Aline Perraudin est directrice de la rédaction de Santé Magazine. Dans son livre, elle raconte son expérience de l'alimentation végétarienne et donne de nombreux conseils pour suivre son exemple.

LaNutrition.fr : On trouve déjà de nombreux ouvrages sur le végétarisme. Pourquoi avoir écrit 100 jours sans viande ?

Aline Perraudin : Il existe en effet de nombreux ouvrages qui expliquent comment passer au régime végétarien. Cela paraît plutôt simple quand on les lit mais, quand on essaie de passer à la pratique, c’est une autre histoire… Du coup, on peut se culpabiliser de ne pas être arrivé(e) à se passer de viande. L’objectif de « 100 jours sans viande » c’est justement de montrer que ce n’est pas forcément facile d’arrêter la viande. Je témoigne de 2 « rechutes » lors desquelles j’ai craqué pour un morceau de viande.
Je relate dans cet ouvrage les différents obstacles auxquels j’ai été confrontée et comment j’ai réussi à les surmonter.
Je me sers de cette expérience pour donner des conseils pratiques à ceux et celles qui souhaitent tenter l’aventure. « 100 jours sans viande » est réellement mon témoignage mon carnet de bord, moi, une Bourguignonne qui, même si elle n’était pas une grande consommatrice de viande, a été élevée dans la tradition culinaire française, appréciait les plats du terroir et la viande de qualité.

Qu’est-ce qui vous a conduit à vous lancer dans ce défi de vous priver de viande du jour au lendemain ?
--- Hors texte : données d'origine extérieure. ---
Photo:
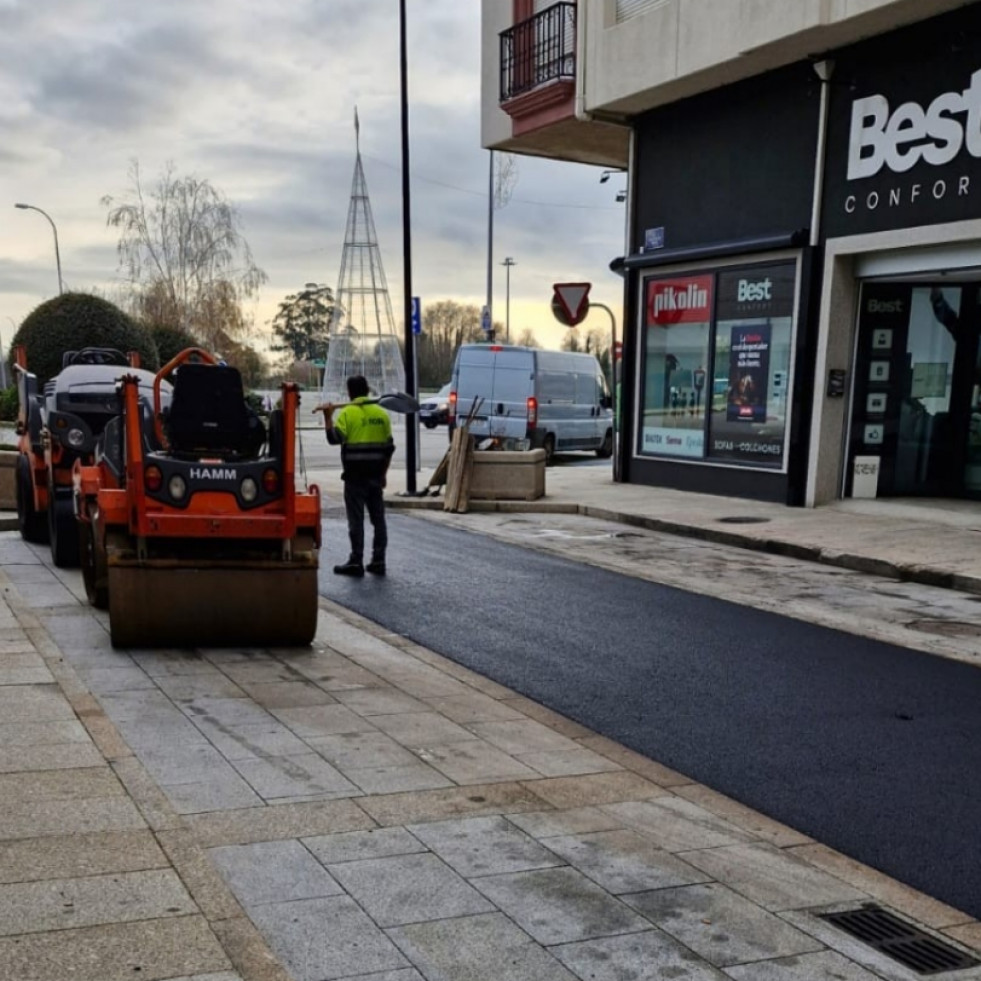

Cette décision a été le fruit d’un long processus de réflexion : j’étais en dissonance depuis longtemps avec mon alimentation omnivore. J’aimais la viande mais en manger me culpabilisait.
On ne peut pas dire que j’avais une consommation excessive de viande mais j’ai été élevée dans la tradition française, qui accorde une place importante à l’alimentation carnée. Je mangeais de la viande sans penser aux animaux ni à la manière dont ces bêtes étaient tuées.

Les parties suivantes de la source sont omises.